The data are tabluated into 12 columns, with detailed information on vehicle id, make, model, year, class, transmission, drive, cylinders, displacement, fuel type, and highway and city mileage.

Randomization

The data were collected by the Environmental Protection Agency (EPA) from 1985 to 2015, containing the above listed variables. Each vehicle has complete data.

2. (Experimental) Design

How will the experiment be organized and conducted to test the hypothesis?

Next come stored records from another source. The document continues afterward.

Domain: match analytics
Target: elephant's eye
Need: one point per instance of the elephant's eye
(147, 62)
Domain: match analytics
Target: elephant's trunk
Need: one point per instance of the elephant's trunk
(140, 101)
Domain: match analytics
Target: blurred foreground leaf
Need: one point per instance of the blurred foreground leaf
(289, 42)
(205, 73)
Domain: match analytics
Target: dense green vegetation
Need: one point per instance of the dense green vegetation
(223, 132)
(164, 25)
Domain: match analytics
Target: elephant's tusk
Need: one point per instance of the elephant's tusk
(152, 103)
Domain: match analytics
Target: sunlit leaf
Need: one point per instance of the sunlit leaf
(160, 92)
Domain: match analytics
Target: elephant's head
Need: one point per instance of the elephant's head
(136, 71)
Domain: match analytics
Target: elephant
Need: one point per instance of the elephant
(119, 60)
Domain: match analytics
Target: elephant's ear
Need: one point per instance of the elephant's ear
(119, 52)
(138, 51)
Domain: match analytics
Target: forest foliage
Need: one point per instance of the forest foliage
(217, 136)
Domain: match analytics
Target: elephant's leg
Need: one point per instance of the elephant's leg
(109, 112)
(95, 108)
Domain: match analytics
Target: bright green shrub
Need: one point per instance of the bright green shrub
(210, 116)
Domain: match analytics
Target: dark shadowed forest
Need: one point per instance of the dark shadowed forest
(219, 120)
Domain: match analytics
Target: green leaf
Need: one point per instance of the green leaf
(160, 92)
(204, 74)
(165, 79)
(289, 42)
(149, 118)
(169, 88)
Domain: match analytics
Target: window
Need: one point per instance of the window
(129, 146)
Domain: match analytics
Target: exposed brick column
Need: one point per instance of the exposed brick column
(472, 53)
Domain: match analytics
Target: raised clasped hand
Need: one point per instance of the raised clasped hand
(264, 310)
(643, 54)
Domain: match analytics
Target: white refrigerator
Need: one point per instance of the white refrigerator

Analysis of Variance will be used to understand the effects of year, class, and transmission type on highway gas mileage. Blocking will also be used to remove any variation due to possible nuisance factors, namely engine displacement and number of cylinders (determined by boxplots below, small within group variation and large between group variation).

What is the rationale for this design?

This project seeks to discover if year, class, and transmission type may have an individual or interaction effect on highway gas mileage, while holding engine displacement and number of cylinders constant. A linear model will be designed and analysis of variance conducted to determine if the individual or joint effects are statistically significant. Blocking is necessary because it helps remove variation in the response due to possible confounding variables (displ and cyl).

Replicate: Are there replicates and/or repeated measures?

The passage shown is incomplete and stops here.